Comparison of Sigmoid (blue, 0 to 1), Tanh (purple, -1 to 1), and ReLU (orange, 0 to $\infty$) activation functions. Notice the saturation points for Sigmoid and Tanh where the gradient approaches zero, versus the constant gradient of ReLU for positive inputs.

Other Variants

Researchers have proposed variants to address the drawbacks of these main functions. For example, Leaky ReLU introduces a small, non-zero slope for negative inputs ($\max(0.01z, z)$) to combat the dying ReLU problem. Other popular choices include ELU (Exponential Linear Unit) and Swish. However, ReLU often remains a strong default choice for hidden layers due to its simplicity and effectiveness in many scenarios.

How Activation Functions Are Used

In a typical neural network layer, the activation function is applied element-wise to the vector or matrix resulting from the linear transformation ($z = Wx + b$). If a layer has 10 neurons, the linear transformation produces 10 values ($z_1, z_2, ..., z_{10}$). The activation function is then applied individually to each of these values to produce the layer's final output activations ($a_1 = f(z_1), a_2 = f(z_2), ..., a_{10} = f(z_{10})$). These activations then serve as the inputs to the next layer.

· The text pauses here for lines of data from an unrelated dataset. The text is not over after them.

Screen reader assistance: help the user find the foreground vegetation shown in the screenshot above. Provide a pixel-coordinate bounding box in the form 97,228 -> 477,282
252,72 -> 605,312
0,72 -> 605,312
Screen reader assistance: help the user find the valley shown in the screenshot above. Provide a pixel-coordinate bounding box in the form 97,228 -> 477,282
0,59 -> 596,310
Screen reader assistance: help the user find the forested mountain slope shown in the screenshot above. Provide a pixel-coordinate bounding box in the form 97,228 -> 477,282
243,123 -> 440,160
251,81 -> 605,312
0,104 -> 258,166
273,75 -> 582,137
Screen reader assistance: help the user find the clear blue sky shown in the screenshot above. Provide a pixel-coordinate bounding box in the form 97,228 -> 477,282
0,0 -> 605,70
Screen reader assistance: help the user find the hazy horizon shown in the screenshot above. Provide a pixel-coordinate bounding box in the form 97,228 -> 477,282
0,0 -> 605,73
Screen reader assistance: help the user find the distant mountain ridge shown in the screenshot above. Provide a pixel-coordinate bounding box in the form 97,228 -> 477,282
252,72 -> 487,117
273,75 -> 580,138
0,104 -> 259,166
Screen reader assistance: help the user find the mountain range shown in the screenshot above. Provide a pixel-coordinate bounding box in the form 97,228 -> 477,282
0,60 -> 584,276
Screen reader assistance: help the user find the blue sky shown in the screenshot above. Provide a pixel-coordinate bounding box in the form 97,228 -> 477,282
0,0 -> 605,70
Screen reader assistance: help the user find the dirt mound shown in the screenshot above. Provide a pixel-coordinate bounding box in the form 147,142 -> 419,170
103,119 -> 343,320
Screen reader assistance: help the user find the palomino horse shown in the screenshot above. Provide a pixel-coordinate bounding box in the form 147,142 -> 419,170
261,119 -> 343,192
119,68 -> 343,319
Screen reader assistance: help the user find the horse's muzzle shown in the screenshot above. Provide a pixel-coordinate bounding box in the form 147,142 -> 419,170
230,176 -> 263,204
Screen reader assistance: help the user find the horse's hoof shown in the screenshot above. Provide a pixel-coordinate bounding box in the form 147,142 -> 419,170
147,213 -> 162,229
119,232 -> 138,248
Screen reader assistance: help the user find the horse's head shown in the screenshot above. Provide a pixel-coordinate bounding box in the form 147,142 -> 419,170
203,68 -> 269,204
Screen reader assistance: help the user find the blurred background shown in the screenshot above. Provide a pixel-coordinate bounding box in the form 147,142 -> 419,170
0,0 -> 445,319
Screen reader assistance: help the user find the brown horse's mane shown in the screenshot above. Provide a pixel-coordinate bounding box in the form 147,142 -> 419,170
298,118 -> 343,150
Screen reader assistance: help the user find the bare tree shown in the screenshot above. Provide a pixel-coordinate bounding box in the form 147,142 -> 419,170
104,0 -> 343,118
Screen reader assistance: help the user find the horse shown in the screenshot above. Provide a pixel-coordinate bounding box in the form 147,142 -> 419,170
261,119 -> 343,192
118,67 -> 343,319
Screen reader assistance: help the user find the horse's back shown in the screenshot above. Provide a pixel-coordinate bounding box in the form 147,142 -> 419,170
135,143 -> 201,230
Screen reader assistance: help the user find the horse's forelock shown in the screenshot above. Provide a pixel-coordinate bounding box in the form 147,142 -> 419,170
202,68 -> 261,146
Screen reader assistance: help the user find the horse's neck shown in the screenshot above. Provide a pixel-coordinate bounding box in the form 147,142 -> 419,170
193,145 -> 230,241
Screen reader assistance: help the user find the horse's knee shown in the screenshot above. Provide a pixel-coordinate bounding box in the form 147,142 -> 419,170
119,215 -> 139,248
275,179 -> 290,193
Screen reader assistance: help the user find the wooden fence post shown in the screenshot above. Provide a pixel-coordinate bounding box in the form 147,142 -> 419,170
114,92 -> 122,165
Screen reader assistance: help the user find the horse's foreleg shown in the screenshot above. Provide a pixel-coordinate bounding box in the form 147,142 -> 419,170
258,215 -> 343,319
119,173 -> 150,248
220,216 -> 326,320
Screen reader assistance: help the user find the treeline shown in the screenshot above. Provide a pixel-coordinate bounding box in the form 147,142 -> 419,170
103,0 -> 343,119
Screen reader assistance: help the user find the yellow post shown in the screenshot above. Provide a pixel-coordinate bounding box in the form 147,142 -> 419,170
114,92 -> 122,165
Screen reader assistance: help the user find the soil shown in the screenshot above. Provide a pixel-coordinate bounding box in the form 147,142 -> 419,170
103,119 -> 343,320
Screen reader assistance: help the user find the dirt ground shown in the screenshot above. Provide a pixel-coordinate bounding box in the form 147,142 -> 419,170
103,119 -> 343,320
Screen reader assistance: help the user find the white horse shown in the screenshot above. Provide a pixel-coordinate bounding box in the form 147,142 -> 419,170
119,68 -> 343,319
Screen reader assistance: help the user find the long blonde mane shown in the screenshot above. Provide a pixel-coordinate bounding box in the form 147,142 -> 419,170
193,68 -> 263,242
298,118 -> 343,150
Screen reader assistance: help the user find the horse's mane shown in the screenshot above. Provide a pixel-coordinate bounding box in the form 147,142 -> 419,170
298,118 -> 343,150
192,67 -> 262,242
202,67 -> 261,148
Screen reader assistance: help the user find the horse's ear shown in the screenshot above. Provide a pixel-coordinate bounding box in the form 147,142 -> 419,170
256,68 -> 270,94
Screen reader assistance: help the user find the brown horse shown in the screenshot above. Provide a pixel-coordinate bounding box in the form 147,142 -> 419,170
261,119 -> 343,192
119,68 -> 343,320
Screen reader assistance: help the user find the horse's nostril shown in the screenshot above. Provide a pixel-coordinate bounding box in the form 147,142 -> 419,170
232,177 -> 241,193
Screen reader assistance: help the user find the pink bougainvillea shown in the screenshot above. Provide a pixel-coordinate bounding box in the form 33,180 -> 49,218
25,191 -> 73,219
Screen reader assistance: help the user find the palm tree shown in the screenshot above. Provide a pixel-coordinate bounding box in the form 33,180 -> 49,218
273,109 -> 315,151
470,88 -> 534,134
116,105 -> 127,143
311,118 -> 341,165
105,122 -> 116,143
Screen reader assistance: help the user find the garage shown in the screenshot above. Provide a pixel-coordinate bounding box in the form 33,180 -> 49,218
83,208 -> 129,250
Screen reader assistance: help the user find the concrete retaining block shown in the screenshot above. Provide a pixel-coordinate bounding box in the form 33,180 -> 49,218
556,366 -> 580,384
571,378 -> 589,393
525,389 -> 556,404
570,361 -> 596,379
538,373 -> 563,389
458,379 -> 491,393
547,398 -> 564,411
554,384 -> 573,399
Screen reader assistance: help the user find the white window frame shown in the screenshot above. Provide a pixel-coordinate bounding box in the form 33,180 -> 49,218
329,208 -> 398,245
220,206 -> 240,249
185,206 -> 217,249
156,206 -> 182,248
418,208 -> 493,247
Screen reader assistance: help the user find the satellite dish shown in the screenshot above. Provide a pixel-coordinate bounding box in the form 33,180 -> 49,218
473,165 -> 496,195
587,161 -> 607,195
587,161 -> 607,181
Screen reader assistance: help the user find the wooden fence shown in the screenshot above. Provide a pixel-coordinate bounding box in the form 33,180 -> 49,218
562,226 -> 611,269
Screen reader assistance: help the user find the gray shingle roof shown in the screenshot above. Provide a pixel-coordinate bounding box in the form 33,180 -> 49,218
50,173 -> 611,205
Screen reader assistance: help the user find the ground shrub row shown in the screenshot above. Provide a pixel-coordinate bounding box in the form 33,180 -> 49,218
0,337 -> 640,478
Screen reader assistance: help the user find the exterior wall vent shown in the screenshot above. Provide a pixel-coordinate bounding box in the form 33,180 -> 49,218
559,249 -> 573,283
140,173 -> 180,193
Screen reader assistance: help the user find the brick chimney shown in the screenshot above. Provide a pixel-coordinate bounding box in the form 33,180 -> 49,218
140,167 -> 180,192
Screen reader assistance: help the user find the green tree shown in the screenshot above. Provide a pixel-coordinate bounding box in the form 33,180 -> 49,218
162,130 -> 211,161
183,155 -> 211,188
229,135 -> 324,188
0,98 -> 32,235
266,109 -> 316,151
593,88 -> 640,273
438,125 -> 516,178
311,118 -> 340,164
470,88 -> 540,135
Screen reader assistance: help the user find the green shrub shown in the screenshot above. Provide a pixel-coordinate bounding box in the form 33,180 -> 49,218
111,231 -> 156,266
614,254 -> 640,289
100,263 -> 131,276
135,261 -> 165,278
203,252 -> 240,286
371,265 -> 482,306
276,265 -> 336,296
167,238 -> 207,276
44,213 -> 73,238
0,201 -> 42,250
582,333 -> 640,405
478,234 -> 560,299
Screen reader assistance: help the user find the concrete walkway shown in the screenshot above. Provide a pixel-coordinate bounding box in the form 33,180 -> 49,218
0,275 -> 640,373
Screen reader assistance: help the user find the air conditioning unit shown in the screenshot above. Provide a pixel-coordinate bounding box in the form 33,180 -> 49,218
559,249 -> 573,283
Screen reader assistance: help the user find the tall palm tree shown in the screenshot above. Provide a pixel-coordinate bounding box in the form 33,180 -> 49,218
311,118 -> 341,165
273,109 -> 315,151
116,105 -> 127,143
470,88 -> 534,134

Choosing an Activation Function

The choice of activation function can significantly impact network performance. Here are some general guidelines, though experimentation is often necessary:

• Hidden Layers: ReLU is a common and often effective starting point. If you encounter issues with dying neurons, try Leaky ReLU or other variants like ELU. Tanh is sometimes used but is less popular than ReLU currently. Sigmoid is generally avoided in hidden layers due to its drawbacks.
• Output Layer: The choice depends heavily on the task:
  • Binary Classification: Sigmoid is typically used to output a probability between 0 and 1.
  • Multi-class Classification: Softmax (a generalization of Sigmoid for multiple classes) is the standard choice. It outputs a probability distribution across the classes.
  • Regression: Often, no activation function (or a linear activation function, $f(z)=z$) is used in the output layer, allowing the network to output values across any range.

In summary, activation functions are a fundamental component of neural networks. By introducing non-linearity after the linear calculations in each neuron, they equip the network with the ability to learn complex patterns and functions from data, moving far beyond the capabilities of simple linear models.